Sweeping immigration reform legislation hit a roadblock in the U.S. Senate Friday, when a series of procedural votes failed to move the measure forward. Senate leaders hope work will resume on the bill when lawmakers return from a two-week recess, but its fate remains unclear.
At issue is a bill that would tighten border security, establish a temporary guest worker program, and offer many of the estimated 11 million illegal immigrants in the United States a path to citizenship, if they met a number of conditions.
In two procedural votes, the Senate fell short of the 60 votes needed to move the legislation forward. Republicans and Democrats blamed one another for the stalemate.
Republican conservatives who opposed the measure -- arguing it would promise citizenship to those who came to the United States illegally -- wanted to amend the bill. But Democrats blocked such attempts, saying they were aimed at gutting the bill.
"Keep in mind, the people who would be allowed to offer amendments are people who hate the bill," said Senator Harry Reid of Nevada, the Senate's top Democrat, at a news conference.
"The Democratic leadership, by putting a stranglehold on the amendment and debate process, [is] causing us to postpone a very important issue,” said Senate Majority Leader Bill Frist at a separate news conference, “and that is addressing our border security."
Some lawmakers, including Senator Dick Durbin, an Illinois Democrat, are concerned that the Senate has lost a good opportunity to deal with immigration, which most Americans agree needs to be reformed. "It is going to be a tough uphill battle now,” he said, “with the limited time we have in this session."
But Senator Arlen Specter, the Pennsylvania Republican who chairs the Senate Judiciary Committee, vows to bring up immigration reform at his panel's first hearing after the congressional break, to keep the issue alive. "There is no doubt that there is urgency to protect our borders, to make sure we do not have terrorists crossing the borders, to make sure we do not have criminals crossing the borders,” he said, “and to take care of the economic needs of the country on immigrant workers, and to do something, which makes sense for the 11-million undocumented workers."

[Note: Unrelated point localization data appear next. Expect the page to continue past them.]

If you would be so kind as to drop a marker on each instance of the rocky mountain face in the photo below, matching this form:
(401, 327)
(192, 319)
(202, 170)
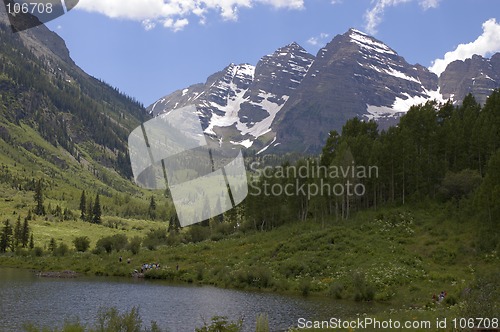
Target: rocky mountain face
(291, 99)
(477, 75)
(41, 88)
(239, 104)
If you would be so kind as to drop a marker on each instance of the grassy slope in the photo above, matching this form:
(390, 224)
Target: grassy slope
(405, 256)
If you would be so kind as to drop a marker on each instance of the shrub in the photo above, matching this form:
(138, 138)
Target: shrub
(363, 291)
(197, 233)
(155, 237)
(109, 243)
(221, 324)
(81, 243)
(305, 286)
(336, 290)
(135, 245)
(61, 250)
(262, 324)
(38, 252)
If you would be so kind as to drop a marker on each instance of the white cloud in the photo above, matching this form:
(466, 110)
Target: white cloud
(428, 4)
(486, 44)
(374, 16)
(317, 40)
(174, 14)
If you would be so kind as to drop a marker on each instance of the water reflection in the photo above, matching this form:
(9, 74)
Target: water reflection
(48, 302)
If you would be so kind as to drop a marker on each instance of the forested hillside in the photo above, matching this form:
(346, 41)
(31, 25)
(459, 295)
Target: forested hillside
(437, 153)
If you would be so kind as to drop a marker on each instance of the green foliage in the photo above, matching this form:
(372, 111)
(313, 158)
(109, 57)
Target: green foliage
(52, 245)
(108, 320)
(221, 324)
(155, 237)
(83, 205)
(6, 241)
(96, 211)
(61, 250)
(82, 243)
(39, 208)
(135, 245)
(364, 291)
(262, 324)
(109, 243)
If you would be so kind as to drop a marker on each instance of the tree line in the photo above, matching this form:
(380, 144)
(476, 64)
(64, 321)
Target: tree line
(437, 152)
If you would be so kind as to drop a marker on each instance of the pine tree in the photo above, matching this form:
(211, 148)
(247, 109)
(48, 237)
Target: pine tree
(90, 212)
(25, 234)
(6, 236)
(152, 208)
(39, 209)
(96, 218)
(83, 205)
(17, 240)
(32, 242)
(52, 245)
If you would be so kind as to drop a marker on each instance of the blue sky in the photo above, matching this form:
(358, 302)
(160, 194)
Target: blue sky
(149, 48)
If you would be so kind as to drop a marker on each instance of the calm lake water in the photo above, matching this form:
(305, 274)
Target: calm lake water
(48, 302)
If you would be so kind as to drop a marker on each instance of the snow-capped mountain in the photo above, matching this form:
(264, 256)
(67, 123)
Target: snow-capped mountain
(291, 99)
(476, 75)
(240, 103)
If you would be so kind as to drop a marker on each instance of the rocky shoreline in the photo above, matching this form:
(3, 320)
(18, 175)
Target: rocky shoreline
(57, 274)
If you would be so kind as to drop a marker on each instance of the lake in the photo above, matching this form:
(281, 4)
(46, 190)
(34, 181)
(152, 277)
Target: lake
(47, 302)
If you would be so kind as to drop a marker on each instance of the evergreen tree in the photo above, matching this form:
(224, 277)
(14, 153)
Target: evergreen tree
(25, 234)
(96, 215)
(52, 245)
(6, 237)
(39, 209)
(83, 205)
(90, 212)
(17, 239)
(32, 242)
(152, 208)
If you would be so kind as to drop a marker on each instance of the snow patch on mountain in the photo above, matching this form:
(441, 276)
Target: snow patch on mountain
(401, 105)
(369, 43)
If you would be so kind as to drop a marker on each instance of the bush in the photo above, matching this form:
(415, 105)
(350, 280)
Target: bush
(262, 324)
(305, 286)
(336, 290)
(81, 243)
(38, 252)
(197, 233)
(109, 243)
(155, 237)
(135, 245)
(363, 291)
(61, 250)
(221, 324)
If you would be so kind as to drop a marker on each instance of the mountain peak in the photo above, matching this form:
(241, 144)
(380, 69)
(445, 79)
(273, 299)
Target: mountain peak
(367, 42)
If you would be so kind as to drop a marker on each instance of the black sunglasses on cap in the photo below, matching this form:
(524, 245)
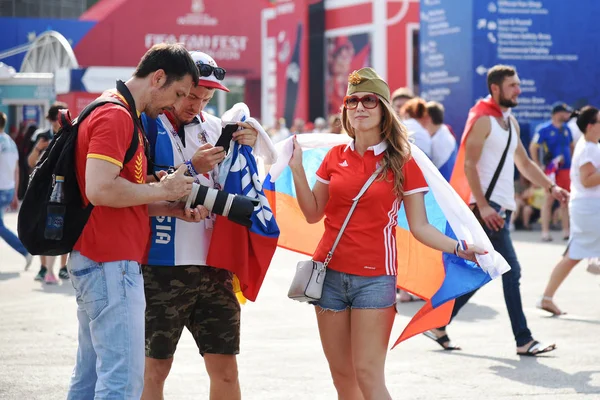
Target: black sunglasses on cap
(207, 70)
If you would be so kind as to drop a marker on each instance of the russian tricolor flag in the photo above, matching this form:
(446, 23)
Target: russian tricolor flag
(437, 277)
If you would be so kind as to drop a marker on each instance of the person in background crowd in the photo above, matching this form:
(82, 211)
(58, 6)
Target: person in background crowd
(321, 125)
(557, 142)
(417, 119)
(181, 289)
(279, 132)
(488, 130)
(575, 131)
(529, 200)
(9, 185)
(356, 311)
(584, 205)
(105, 264)
(41, 139)
(443, 142)
(335, 123)
(399, 98)
(298, 127)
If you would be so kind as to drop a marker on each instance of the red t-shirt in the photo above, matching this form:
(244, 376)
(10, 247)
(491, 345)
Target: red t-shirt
(368, 245)
(112, 234)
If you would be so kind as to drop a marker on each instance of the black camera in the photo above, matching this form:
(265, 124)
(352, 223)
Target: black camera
(235, 207)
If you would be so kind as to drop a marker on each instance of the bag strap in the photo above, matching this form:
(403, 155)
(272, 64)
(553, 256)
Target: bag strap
(106, 100)
(488, 193)
(135, 141)
(358, 196)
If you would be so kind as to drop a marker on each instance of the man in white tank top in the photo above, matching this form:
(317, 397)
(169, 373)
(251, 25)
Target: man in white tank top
(488, 132)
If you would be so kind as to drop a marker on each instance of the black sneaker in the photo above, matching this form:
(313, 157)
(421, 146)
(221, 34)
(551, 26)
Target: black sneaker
(63, 273)
(41, 275)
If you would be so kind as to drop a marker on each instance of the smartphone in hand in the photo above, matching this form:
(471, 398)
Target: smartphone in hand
(226, 136)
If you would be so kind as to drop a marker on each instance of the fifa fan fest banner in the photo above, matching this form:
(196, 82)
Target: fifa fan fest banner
(124, 30)
(547, 41)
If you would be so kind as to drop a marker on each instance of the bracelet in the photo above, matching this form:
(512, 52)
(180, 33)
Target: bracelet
(191, 168)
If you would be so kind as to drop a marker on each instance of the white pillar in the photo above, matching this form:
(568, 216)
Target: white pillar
(267, 67)
(379, 39)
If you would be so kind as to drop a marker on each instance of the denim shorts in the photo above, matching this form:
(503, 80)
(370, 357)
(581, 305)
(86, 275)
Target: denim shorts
(342, 291)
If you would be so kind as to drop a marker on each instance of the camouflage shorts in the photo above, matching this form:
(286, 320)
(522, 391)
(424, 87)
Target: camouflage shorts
(197, 297)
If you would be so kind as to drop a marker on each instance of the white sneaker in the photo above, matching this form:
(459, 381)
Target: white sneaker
(28, 260)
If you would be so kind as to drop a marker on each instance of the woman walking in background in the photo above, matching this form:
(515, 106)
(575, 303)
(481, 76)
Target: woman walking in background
(584, 206)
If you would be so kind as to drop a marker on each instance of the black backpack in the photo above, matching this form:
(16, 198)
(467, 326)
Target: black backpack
(59, 159)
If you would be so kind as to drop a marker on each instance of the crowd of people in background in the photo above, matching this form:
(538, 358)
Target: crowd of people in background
(551, 147)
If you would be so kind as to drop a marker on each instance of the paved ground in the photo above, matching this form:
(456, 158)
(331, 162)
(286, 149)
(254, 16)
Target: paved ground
(281, 356)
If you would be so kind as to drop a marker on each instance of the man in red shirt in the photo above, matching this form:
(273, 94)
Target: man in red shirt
(105, 263)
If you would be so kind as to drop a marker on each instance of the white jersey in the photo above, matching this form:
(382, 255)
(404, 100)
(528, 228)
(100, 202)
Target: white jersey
(9, 156)
(504, 191)
(173, 241)
(585, 152)
(419, 135)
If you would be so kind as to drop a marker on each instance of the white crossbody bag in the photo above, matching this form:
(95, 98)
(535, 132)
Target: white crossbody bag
(310, 275)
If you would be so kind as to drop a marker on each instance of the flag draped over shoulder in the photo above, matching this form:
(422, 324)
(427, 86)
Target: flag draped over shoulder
(484, 107)
(437, 277)
(245, 252)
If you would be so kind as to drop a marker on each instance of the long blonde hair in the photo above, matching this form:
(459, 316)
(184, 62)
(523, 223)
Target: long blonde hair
(396, 136)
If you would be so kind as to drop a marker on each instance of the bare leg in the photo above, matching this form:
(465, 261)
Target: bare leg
(564, 209)
(560, 272)
(223, 372)
(371, 330)
(334, 329)
(155, 375)
(527, 213)
(547, 217)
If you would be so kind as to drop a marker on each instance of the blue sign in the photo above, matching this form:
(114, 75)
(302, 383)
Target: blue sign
(446, 58)
(551, 43)
(31, 114)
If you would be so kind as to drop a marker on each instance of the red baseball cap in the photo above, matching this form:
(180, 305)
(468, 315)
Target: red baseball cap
(210, 81)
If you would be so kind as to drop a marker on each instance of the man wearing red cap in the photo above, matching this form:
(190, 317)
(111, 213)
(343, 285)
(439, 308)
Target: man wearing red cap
(181, 290)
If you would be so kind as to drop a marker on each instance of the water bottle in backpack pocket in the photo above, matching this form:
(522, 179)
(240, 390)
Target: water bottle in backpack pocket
(56, 210)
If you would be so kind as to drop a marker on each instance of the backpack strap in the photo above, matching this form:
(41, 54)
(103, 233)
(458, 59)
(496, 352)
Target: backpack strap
(488, 193)
(106, 100)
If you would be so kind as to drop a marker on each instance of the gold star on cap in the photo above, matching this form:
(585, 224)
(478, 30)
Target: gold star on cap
(354, 78)
(367, 80)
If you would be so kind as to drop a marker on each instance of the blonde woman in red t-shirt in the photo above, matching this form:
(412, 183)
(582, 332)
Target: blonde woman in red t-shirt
(356, 310)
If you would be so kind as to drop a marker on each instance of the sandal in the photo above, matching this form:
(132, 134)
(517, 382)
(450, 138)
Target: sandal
(552, 309)
(409, 299)
(441, 341)
(536, 349)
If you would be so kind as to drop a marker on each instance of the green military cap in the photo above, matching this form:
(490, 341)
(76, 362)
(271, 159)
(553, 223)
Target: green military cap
(367, 80)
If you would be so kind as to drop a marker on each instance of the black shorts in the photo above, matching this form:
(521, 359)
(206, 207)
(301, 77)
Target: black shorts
(198, 297)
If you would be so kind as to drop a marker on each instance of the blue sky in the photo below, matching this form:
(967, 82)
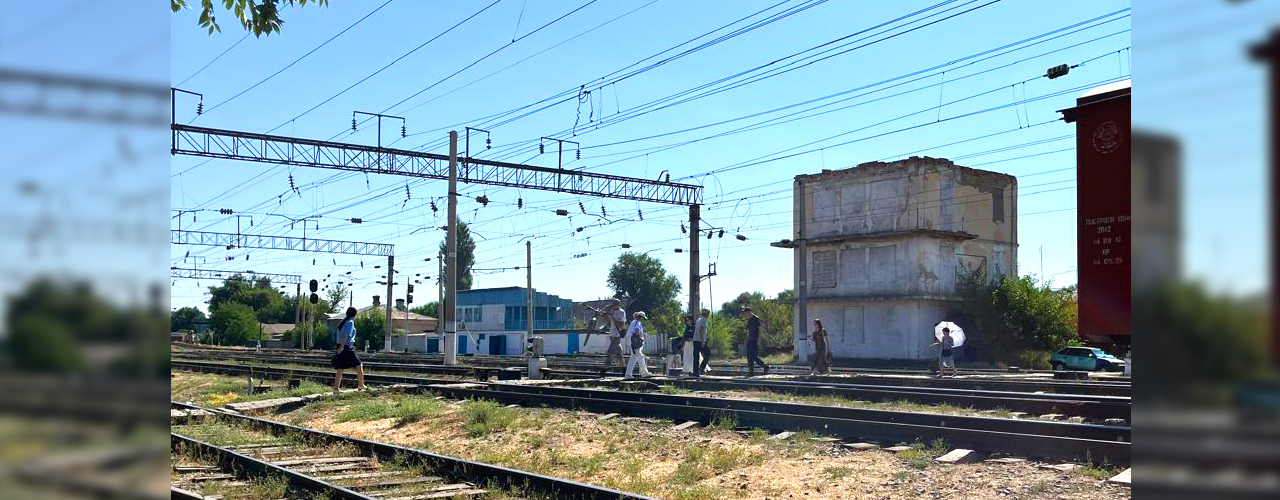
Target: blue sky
(396, 210)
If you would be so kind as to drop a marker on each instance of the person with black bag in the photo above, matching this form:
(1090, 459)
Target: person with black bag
(635, 333)
(344, 357)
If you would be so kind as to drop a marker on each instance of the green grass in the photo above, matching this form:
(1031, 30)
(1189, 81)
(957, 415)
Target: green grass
(484, 417)
(725, 420)
(922, 454)
(403, 408)
(707, 460)
(371, 409)
(837, 472)
(1101, 472)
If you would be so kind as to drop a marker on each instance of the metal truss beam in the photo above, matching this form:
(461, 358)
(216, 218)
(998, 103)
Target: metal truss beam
(82, 99)
(231, 145)
(259, 241)
(211, 274)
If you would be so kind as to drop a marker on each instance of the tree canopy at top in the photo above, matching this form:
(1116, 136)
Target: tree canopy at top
(260, 18)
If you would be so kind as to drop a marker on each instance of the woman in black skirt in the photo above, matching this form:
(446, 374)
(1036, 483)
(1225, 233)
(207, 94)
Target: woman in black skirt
(346, 356)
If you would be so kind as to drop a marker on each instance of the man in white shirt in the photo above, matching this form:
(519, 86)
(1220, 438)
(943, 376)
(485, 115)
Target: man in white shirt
(635, 345)
(702, 351)
(616, 320)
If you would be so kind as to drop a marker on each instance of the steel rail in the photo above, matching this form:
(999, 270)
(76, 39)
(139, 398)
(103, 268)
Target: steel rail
(983, 434)
(1011, 443)
(248, 466)
(1092, 407)
(483, 473)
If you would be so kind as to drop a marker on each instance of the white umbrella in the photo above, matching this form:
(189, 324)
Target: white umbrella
(956, 333)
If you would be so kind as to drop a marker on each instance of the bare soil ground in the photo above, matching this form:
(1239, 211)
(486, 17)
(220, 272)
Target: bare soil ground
(649, 457)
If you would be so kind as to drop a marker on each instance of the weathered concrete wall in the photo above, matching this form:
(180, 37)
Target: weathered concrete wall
(886, 243)
(892, 329)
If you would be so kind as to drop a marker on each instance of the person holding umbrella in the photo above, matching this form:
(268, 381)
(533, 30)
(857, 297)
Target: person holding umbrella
(949, 336)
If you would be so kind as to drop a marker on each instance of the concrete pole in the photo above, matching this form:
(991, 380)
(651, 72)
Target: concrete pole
(297, 313)
(451, 252)
(391, 280)
(801, 279)
(529, 290)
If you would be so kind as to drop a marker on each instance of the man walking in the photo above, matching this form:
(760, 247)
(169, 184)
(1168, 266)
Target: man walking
(702, 352)
(616, 320)
(635, 345)
(753, 343)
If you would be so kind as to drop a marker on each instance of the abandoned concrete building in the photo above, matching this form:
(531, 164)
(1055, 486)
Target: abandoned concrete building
(880, 250)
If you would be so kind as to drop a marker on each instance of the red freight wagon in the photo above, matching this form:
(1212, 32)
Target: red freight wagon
(1104, 211)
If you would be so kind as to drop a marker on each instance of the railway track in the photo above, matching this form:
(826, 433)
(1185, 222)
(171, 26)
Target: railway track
(1034, 439)
(1093, 407)
(234, 455)
(991, 384)
(586, 362)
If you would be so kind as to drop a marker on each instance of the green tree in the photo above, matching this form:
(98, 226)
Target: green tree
(266, 302)
(1201, 344)
(776, 319)
(234, 324)
(183, 319)
(44, 344)
(261, 17)
(720, 334)
(466, 257)
(371, 330)
(1013, 317)
(650, 288)
(337, 296)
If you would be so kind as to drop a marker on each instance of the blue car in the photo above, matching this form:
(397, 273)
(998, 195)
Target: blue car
(1086, 358)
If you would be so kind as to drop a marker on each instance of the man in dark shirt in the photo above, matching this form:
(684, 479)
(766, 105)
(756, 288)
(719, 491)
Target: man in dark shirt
(753, 343)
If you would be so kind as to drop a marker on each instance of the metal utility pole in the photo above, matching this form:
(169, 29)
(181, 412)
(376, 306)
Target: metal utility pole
(488, 143)
(1269, 53)
(694, 278)
(451, 250)
(529, 289)
(380, 117)
(391, 280)
(560, 155)
(297, 315)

But what to do about those undocumented workers who are already here is a subject that is dividing Republicans this year, when many lawmakers will be seeking re-election. Many Republicans, including President Bush, support a “guest worker” program, which many members of the party's conservative base oppose. In addition, Republicans are concerned about alienating the growing and increasingly influential Hispanic electorate.
The issue has galvanized the Hispanic community, prompting hundreds of thousands to take to the streets of major U.S. cities to protest a tough immigration reform bill passed by the House of Representatives last year, which calls for designating undocumented workers "felons," and building a wall along portions of the U.S.-Mexican border.
Another day of demonstrations is planned Monday.
Any bill that is approved by the Senate will have to be reconciled with the House measure, which does not include a guest worker program, before it is sent to President Bush for signature.